Locked in and Engaged
It was five-something in the morning and I was driving my son to a swim meet when the BBC’s World Book Club came on the radio. Too tired to turn the dial, we listened for a while to a discussion about why Norway is such a great place to be a writer. Towards the end, however, the panel expressed some trepidation about the future of Norwegian literature due to the fact that kids in the country aren’t reading as much as they used to. The thought was that everyone was too stimulated by the apps on their phones, which left no time to be bored. And that if you weren’t bored, you wouldn’t read.
I thought about that some because we’d recently experienced a four week long deep freeze here in mid-Missouri and despite almost never going outside, I’d barely made a dent in my stack of books and had not written any of these daily whatever-they-ares that I intended to for this upcoming season. Certainly the phone is to blame for my reading deficit (though you should see how many crossword puzzles I’ve completed), but why wasn’t I writing?

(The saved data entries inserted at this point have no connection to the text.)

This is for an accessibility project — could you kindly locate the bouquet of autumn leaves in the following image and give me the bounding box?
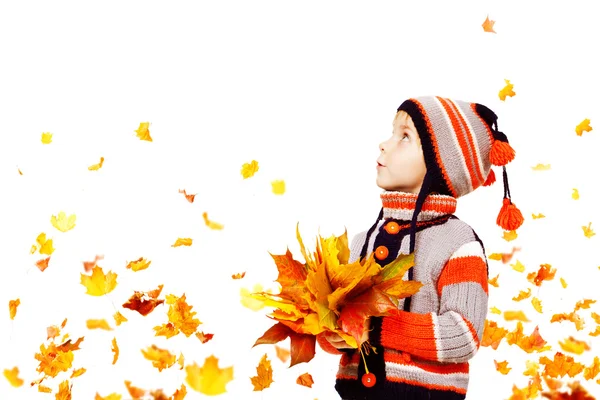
[251,223,422,368]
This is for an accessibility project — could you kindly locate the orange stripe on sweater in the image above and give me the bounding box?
[437,97,479,191]
[436,256,488,296]
[380,311,438,357]
[384,351,470,374]
[386,375,468,395]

I wrote previously in this space that it’s while I am running that I compose these dailies in my head. So my aha moment was that because we were experiencing a four week long deep freeze, I hadn’t been running outside. Instead, I’d been using the newly installed office Peloton (shoutout and welcome to Permanent Equity’s new director of health Alex) to get my work in. And while that is fantastic exercise, you don’t have the chance to do a lot of composing in your head when Jess King is using “sassy and spicy” language to compel you to add resistance while Megan Thee Stallion thumps in the background.

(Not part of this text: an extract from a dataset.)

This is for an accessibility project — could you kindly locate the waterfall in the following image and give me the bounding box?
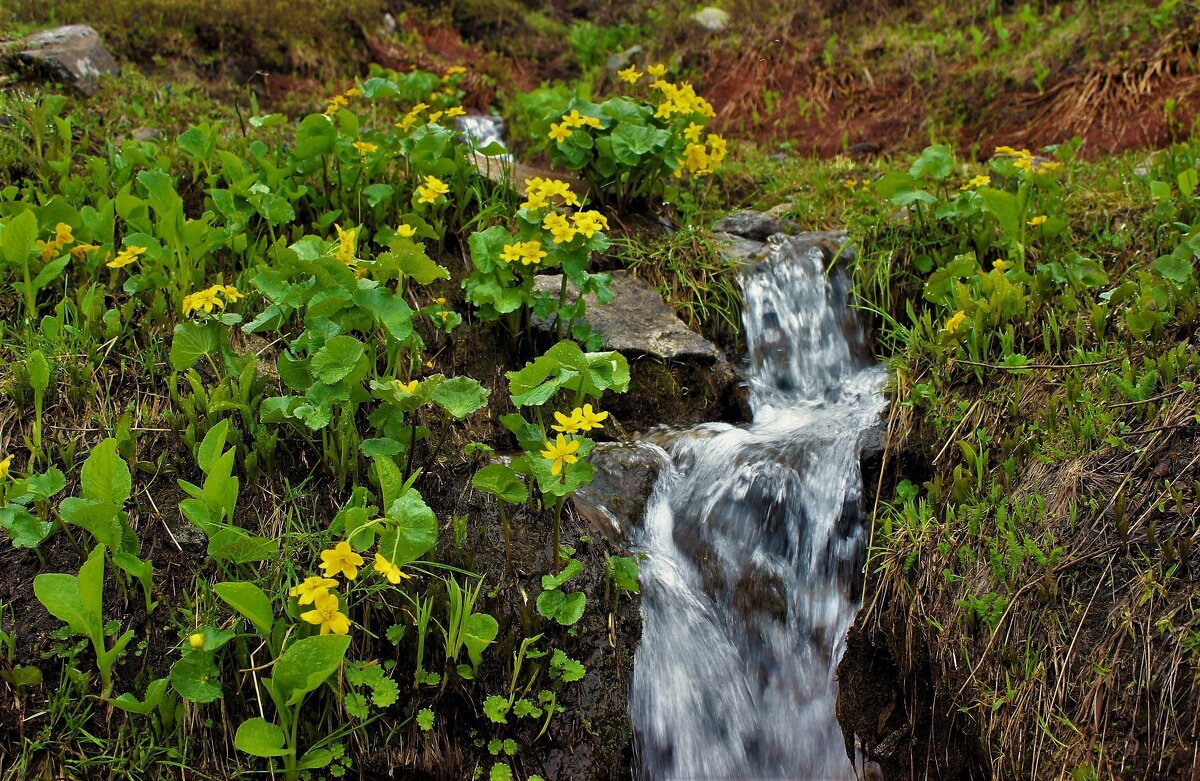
[630,233,886,779]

The point is that I don’t necessarily agree that you need to be bored to have and explore ideas (I don’t think I’m that when I’m running), but that you do need to give your mind time and space to wander. And if we’re locked in and engaged all of the time, which is exactly the behavior our apps are optimized for, our minds can’t and won’t get that time and space.
After all, you can’t re-engage unless you disengage, but you also can’t disengage unless you’re mostly engaged. So figure that balance out.